Paralyzed suspect arrested for 2003 murder of NYSP detective’s daughter in Orange County

Suspect Edward Holley claims innocence, professing love for victim Megan McDonald; modern technology aids in cracking 20-year-old cold case in New York.

A New York subject charged Thursday in the 2003 death of an NYSP detective’s 20-year-old daughter proclaimed love for his victim in front of a state police station following his arrest.

Edward V. Holley, 42, is accused of beating Megan McDonald to death in the back of a white Mercury Sable vehicle and throwing her to the side of a road in Orange County, N.Y., on May 14, 2003.

“I am definitely not guilty. I love Megan with all my heart,” stated the suspect while being wheeled away in a wheelchair, who allegedly had a romantic relationship with the victim before killing her, according to a WCBS video.

On the other hand, two young women and another who identified herself as Holley’s wife shouted, “We love you, daddy,” PIX11 media reported.

The man was paralyzed from the waist down after a traffic accident in 2007. He has been behind bars since 2021 on a drug charge not linked to the crime mentioned above, NYSP noted.

“We used modern technology and applied it in 2003, and we were able to get good results to help the case … over the last year,” said New York State Police Lt. Brad Natalizio, who helped lead the investigation.

The lieutenant added that McDonald’s family “never gave up” and that officials are “very grateful” for their help in solving this crime.
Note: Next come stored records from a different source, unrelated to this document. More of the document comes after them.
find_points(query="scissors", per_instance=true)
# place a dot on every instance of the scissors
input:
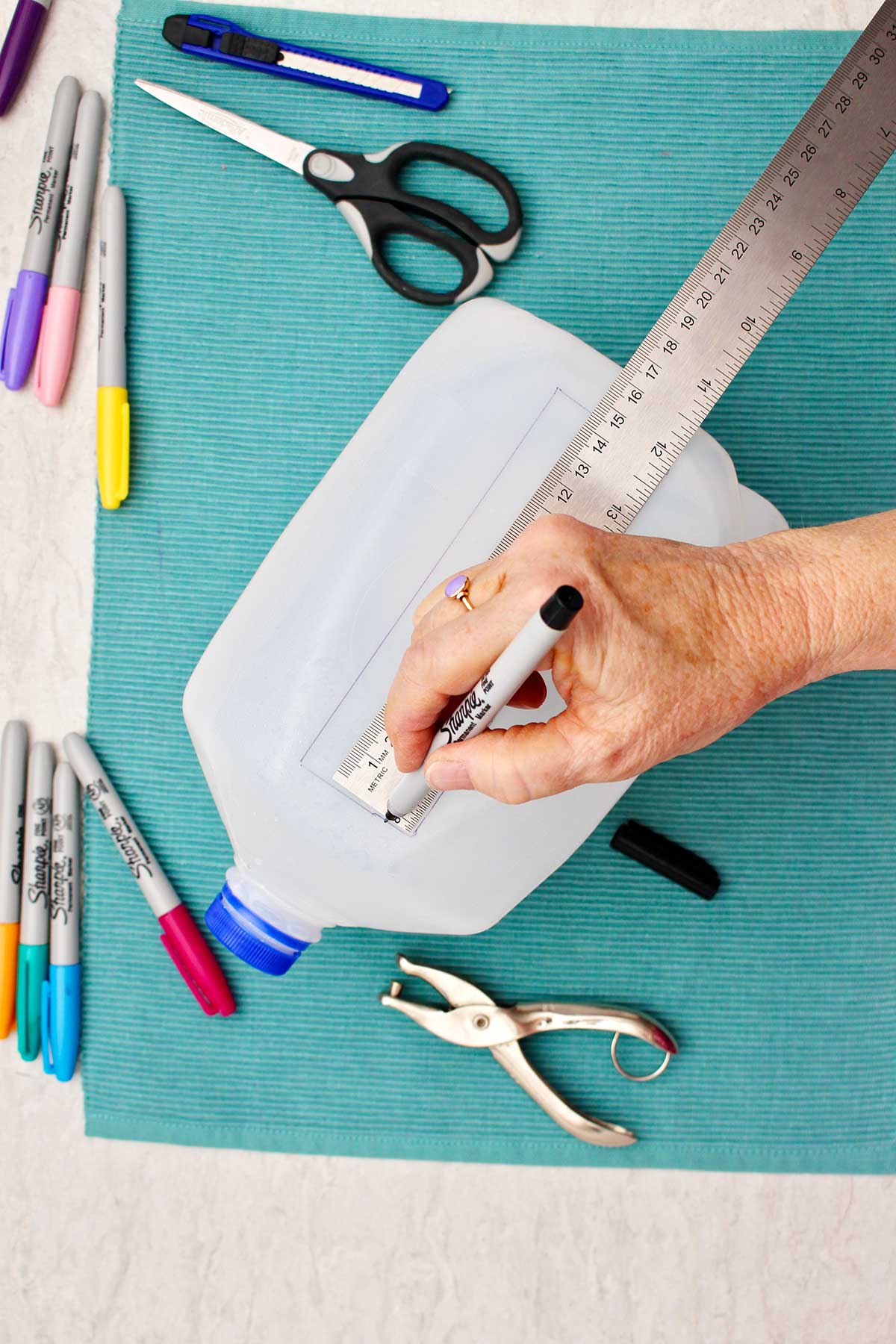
(367, 193)
(474, 1019)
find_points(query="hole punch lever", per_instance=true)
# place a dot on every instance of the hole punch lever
(476, 1021)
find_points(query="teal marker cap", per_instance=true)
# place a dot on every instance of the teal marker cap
(33, 972)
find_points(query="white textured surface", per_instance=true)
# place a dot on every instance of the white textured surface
(112, 1242)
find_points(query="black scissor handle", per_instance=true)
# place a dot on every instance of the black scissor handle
(375, 221)
(370, 187)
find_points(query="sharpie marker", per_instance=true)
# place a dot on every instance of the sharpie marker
(60, 994)
(13, 765)
(63, 302)
(113, 411)
(494, 691)
(25, 308)
(180, 937)
(34, 925)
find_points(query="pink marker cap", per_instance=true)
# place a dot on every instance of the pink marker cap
(195, 960)
(57, 343)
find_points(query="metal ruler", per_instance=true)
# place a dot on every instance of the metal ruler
(709, 331)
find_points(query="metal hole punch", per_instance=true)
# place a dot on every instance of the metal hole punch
(474, 1019)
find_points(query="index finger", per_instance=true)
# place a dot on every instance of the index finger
(445, 663)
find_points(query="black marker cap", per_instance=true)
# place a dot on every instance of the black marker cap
(561, 606)
(667, 858)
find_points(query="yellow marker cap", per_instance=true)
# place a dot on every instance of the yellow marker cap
(8, 969)
(113, 445)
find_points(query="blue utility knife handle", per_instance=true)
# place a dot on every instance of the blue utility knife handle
(200, 35)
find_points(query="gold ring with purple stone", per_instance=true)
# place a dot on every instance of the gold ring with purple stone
(458, 588)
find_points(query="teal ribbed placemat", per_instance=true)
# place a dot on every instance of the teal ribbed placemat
(260, 339)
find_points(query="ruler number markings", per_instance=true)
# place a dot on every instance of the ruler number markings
(712, 326)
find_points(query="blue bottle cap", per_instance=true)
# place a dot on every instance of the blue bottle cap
(252, 939)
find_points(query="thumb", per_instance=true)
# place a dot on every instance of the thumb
(512, 765)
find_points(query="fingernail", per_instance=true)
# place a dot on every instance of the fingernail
(448, 774)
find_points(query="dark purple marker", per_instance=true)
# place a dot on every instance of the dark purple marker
(19, 47)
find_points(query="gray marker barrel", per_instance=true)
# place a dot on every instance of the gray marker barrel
(65, 890)
(13, 764)
(494, 691)
(52, 179)
(35, 868)
(111, 367)
(77, 206)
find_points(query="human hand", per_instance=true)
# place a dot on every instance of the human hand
(675, 645)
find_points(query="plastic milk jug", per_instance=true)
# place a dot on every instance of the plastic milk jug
(302, 663)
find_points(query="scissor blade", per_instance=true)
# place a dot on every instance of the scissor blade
(290, 154)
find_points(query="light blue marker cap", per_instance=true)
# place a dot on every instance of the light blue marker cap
(60, 1021)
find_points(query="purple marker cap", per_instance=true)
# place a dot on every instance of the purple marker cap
(22, 327)
(19, 46)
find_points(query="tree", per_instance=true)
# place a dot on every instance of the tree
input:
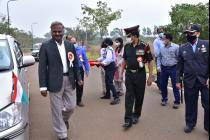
(144, 31)
(98, 19)
(183, 15)
(155, 30)
(149, 32)
(116, 33)
(4, 27)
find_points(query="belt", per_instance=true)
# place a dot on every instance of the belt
(66, 74)
(168, 67)
(134, 70)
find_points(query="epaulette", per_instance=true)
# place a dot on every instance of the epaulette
(142, 42)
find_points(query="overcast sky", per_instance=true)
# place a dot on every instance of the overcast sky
(145, 13)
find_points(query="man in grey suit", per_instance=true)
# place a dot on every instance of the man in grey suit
(58, 74)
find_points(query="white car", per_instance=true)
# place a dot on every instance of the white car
(14, 121)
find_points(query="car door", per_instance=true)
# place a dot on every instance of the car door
(21, 71)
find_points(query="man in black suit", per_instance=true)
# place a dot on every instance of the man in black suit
(58, 74)
(193, 63)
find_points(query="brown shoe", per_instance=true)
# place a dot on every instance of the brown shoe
(80, 104)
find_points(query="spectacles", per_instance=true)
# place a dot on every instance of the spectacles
(54, 32)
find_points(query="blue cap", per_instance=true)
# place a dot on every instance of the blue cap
(194, 28)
A felony complaint in Orange County alleges that the suspect “knowingly and intentionally caused the death of Megan McDonald by striking her multiple times in the head with a blunt object.”

Apparently, McDonald and Holley were in a “romantic relationship,” which the victim tried to end just days before her homicide. According to the complaint, they argued on March 10, 2003.
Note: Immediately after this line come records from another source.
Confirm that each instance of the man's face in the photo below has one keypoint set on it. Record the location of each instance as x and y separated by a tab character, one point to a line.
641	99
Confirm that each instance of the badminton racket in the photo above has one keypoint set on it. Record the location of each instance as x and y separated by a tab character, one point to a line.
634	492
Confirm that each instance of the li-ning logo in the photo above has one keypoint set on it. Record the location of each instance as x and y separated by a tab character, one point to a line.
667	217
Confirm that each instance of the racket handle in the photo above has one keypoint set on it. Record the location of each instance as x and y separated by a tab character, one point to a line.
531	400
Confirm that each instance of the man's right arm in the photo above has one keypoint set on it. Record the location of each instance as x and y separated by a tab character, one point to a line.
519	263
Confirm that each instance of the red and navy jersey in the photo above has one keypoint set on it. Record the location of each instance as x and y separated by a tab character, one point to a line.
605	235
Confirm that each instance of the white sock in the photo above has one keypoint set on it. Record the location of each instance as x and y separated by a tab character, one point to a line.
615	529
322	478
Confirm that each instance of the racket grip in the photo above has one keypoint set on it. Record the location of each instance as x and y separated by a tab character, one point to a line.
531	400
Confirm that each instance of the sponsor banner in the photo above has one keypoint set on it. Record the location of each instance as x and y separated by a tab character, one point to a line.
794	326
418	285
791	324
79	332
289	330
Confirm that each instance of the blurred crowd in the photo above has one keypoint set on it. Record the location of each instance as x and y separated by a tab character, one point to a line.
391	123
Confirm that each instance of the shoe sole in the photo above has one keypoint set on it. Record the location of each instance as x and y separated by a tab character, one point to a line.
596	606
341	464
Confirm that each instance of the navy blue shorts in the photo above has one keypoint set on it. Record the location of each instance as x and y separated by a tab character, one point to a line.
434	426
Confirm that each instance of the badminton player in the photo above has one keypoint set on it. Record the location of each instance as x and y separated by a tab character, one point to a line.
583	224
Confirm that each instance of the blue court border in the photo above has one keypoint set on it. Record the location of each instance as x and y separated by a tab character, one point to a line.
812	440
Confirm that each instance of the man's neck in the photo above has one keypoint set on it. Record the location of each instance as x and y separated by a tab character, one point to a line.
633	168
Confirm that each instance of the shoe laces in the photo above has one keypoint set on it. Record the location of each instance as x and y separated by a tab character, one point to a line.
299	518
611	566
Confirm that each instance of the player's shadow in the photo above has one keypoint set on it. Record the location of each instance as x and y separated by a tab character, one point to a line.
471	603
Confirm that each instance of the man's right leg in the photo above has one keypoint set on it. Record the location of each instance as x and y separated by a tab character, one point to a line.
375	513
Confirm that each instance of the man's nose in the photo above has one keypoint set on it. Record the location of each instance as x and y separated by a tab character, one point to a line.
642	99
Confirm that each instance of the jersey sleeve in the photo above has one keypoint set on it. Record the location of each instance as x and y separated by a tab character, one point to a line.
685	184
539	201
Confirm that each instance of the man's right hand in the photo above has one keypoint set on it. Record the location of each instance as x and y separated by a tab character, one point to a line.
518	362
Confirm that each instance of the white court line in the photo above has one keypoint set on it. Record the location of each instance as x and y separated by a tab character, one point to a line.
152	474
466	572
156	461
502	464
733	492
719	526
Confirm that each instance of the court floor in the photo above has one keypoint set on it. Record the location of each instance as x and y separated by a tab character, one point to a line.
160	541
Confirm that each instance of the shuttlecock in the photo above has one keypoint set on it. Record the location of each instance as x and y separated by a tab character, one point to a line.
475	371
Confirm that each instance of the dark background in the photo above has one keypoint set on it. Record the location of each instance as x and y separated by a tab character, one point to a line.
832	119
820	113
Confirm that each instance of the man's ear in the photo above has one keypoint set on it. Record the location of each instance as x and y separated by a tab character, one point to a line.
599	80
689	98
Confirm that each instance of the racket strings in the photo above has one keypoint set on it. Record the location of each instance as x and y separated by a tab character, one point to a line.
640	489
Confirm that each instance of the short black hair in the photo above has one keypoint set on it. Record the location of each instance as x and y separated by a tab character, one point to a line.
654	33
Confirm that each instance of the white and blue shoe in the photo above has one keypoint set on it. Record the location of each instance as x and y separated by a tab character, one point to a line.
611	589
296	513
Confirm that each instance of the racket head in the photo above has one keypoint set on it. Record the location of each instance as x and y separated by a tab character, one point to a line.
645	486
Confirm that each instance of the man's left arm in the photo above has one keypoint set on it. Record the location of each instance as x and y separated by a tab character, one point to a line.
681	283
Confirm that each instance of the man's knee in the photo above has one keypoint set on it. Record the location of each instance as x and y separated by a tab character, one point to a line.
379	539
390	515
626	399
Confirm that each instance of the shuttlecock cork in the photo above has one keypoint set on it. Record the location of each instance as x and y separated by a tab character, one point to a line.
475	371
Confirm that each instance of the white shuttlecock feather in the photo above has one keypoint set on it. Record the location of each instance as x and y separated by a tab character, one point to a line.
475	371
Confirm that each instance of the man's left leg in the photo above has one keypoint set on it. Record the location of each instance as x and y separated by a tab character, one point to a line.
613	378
Also, the man “owed the victim a substantial amount of money that was causing hostility between the two before the homicide,” the document notes.

Witnesses saw Holley’s purple Honda Civic, described as “the loudest car in town,” following McDonald in his white Mercury on March 14, the morning of his death.

Officials found the victim’s vehicle in the parking lot of the Kensington Manor apartment complex in Wallkill, New York, two days after his body was discovered.

The medical examiner determined that the young woman’s cause of death was repeated blunt-force trauma to the head.

The victim was a SUNY Orange Community College student and worked as a waitress to pay her tuition.

The NYSP lieutenant described the homicide as a “crime of passion” and “intimate partner violence” in an interview with Fox News.

Natalizio also described the arrest as “emotional,” but there is still “a lot of work to be done,” so police are “taking it day by day.”

Holley “went unnoticed for the first few years of the investigation because there was an original suspect that police and even the suspect were focused on,” the lieutenant explained in March when he believed police were close to capturing.

The victim’s father died in 2002, a year before his daughter was killed.